Não saberia te dizer como inovar as manifestações. Você vai para a rua exercer o seu direito e o aparato policial em São Paulo… Eu estava lá, tinha muita polícia pesada, Choque, Força Tática. A menina machucada era uma aluna, eu conheço professores dela, adolescente, o que vamos fazer? Deixar de manifestar? Não. Inovar na tática? A tática é simplesmente ir para a rua e caminhar no protesto. É difícil pensar o que podemos fazer agora. A polícia sempre tem aquele argumento de que tinham vândalos, de que queimaram coisas, mas responder a isso com um aparato policial daquele? Parece que a polícia não aprendeu nada de 2013 para cá. É desesperador isso. Se tem uma pessoa que joga uma pedra ou bomba caseira, atue contra essa pessoa e não contra o conjunto de manifestantes. Parece que é cada vez mais repressão, você vai para a rua sabendo que vai ter violência. Acho bem preocupante o comportamento da polícia. A única possibilidade é continuar indo para a rua, não tem outra. Vai ter problema, mas não podemos nos deixar pelo medo.
A repressão desproporcional da polícia fortalece ou desmobiliza as manifestações?
Acho que pode fortalecer, como aconteceu em 2013. Essa repressão policial foi fortalecendo, sobretudo os mais jovens. Eles são bem corajosos, não têm medo, vão para frente. Depois tem a imprensa também, vários fotógrafos foram feridos ontem. Aí a imprensa, quando tem seus próprios profissionais feridos, se coloca contra a polícia.

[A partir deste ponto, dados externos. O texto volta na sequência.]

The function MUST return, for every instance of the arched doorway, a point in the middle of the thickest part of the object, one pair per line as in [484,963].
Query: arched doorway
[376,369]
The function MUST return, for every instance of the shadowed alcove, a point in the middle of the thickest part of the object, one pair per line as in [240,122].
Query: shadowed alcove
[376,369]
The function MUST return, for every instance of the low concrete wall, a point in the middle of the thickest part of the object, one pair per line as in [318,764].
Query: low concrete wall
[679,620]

De alguma forma potencializa, mas mesmo assim temos que denunciar isso. Não é possível ir para um protesto sabendo que você pode ser ferido, machucado pelo simples direito de protestar. É completamente perverso.

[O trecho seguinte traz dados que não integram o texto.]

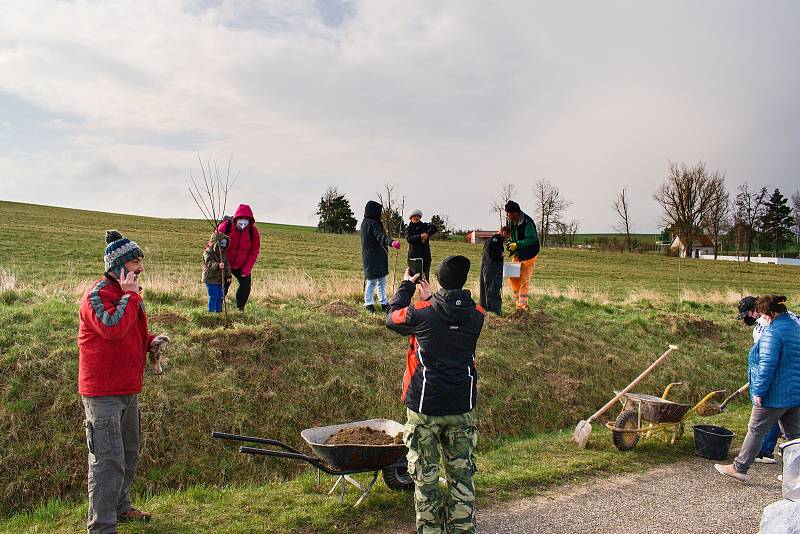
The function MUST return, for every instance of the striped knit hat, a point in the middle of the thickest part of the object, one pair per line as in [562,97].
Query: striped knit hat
[120,250]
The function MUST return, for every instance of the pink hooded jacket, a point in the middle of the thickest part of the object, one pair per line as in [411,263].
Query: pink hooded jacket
[242,251]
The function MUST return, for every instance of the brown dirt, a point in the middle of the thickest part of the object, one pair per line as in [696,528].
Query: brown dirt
[362,435]
[167,318]
[691,324]
[233,340]
[338,308]
[527,316]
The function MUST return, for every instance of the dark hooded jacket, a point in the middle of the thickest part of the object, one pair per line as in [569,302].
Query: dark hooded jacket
[374,243]
[417,248]
[212,257]
[440,377]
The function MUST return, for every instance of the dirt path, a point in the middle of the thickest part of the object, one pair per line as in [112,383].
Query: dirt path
[686,497]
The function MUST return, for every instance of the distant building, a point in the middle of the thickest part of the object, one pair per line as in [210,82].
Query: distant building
[479,236]
[702,246]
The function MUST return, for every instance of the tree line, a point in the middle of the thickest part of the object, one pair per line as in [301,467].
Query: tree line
[336,216]
[694,200]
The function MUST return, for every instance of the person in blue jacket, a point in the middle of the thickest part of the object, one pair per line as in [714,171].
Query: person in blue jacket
[774,373]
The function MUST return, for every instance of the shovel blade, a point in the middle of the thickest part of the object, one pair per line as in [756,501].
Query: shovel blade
[581,435]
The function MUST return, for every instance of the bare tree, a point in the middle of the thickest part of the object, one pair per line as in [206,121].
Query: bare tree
[507,192]
[684,197]
[621,207]
[796,209]
[717,217]
[749,210]
[550,206]
[211,197]
[393,207]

É uma estratégia burra da polícia então?
Eu sempre falei isso desde 2013. É totalmente contra producente. Se a intenção é diminuir o protesto, essa desproporcionalidade do aparato policial faz justamente o contrário, porque você aumenta o protesto, e cria um ódio da policia, uma raiva, que aumenta muito a tensão do protesto. Esse aparato policial pesado dá combustível para as manifestações e no final cria um espiral de ódio entre a polícia e os manifestante que é ruim para todo mundo.

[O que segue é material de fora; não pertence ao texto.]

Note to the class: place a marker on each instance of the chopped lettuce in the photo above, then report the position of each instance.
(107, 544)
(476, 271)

Você acha que manifestações como essa podem ameaçar a popularidade de Temer, têm algum efeito de fato?
Se o governo Temer começa a tomar medidas fortes, como a reforma da Previdência, sim. Temer não tem carisma nenhum, se ele tomar uma medida e não for bem recebido, terão manifestações maiores. Não serão só contra o impeachment e pela volta de Dilma, serão contra as medidas duras do governo. Aí abaixa ainda mais a popularidade de Temer. Mas eu acho que isso só vai acontecer se essas manifestações conseguirem levar mais gente para a rua, gente preocupada com a questão econômica. Porque agora são só as pessoas do “Fora, Temer” e “Fica, Dilma”. Acaba tendo essa polarização. Mas se mais gente vai para a rua, aí acho que sim.
Quais outros setores poderiam ir para a rua?
Como aconteceu na Europa, nas reformas de austeridade, que é o caminho que Temer tomará aqui, os trabalhadores são um setor fundamental. Você vê estudantes, profissionais liberais, mas os sindicatos, a CUT, estão pouco presentes ainda. A reforma trabalhista será terrível para os trabalhadores, tanto liberais quanto os de mais baixo nível. Os sindicatos, os trabalhadores mais precários é quem vão sofrer muito. Esse povo que teria muito potencial para ir à rua.
E por que não foram às ruas ainda?
Porque o debate ficou muito numa questão governista ou não governista, PT, anti PT, Dilma, Temer, a população está cansada disso, ninguém se motiva por isso. Mas reformas no mercado de trabalho e na Previdência são outra coisa.. Pela política pouco se mobiliza. Mas pelas questões econômicas, no dia a dia delas, é muito diferente.